28 Auf die subjektiven Erkenntnismöglichkeiten des Bilanzierenden stellt erstmals das Senatsurteil vom 11. Oktober 1960
I 56/60 U (BFHE 72, 8, BStBl III 1961, 3) ab. Es kommt zu dem Ergebnis, dass der Steuerpflichtige aufgrund einer erst
nach Aufstellung der Bilanz erlangten Tatsachenkenntnis über die fehlende Bonität einer aktivierten Forderung die
Bilanz nicht nach § 4 Abs. 2 Satz 1 EStG berichtigen dürfe.
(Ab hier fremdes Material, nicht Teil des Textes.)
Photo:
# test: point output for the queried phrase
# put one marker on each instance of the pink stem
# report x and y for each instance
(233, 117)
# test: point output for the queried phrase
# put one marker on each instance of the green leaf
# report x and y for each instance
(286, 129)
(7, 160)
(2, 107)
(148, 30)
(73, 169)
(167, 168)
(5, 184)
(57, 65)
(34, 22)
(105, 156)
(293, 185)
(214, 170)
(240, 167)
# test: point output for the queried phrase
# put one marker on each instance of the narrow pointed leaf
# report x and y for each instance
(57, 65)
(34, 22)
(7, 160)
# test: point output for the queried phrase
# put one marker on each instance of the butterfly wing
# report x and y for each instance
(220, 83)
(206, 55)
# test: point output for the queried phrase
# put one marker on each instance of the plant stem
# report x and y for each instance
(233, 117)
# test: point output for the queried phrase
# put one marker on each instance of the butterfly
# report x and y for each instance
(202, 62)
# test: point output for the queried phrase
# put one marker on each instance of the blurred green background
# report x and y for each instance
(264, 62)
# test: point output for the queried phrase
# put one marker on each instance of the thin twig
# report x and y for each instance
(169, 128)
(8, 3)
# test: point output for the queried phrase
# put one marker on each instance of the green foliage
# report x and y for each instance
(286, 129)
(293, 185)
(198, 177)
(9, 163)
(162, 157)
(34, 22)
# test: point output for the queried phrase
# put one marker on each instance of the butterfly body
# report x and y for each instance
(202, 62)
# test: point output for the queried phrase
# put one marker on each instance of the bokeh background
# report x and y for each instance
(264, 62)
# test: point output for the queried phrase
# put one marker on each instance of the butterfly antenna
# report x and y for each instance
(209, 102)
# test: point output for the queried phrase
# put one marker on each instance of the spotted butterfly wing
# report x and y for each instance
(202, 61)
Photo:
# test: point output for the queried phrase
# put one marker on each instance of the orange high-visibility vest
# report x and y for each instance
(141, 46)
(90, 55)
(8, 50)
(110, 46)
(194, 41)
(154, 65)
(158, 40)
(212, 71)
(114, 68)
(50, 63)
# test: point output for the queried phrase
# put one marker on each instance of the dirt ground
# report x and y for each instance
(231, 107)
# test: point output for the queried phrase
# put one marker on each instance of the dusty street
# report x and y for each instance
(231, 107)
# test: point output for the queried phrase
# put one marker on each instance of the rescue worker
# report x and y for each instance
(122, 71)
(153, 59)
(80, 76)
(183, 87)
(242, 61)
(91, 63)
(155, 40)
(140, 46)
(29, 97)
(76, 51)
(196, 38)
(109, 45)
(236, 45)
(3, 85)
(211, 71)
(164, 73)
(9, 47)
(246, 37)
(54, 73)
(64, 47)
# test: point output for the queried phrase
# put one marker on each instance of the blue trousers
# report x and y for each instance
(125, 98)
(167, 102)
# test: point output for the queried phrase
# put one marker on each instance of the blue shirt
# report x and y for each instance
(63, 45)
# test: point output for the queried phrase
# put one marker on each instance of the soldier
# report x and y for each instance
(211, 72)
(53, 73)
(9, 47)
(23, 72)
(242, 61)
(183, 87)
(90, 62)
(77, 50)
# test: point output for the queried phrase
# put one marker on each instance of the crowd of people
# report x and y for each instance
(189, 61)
Zur Begründung heißt es in dem Urteil, dass selbst bei
objektiv gegebener Überschuldung der Forderungsschuldnerin zum Bilanzstichtag eine Bilanzberichtigung nicht in
Betracht komme, weil eine unrichtige Bilanzierung und damit eine Pflicht, die Bilanz zu berichtigen, nicht vorliege.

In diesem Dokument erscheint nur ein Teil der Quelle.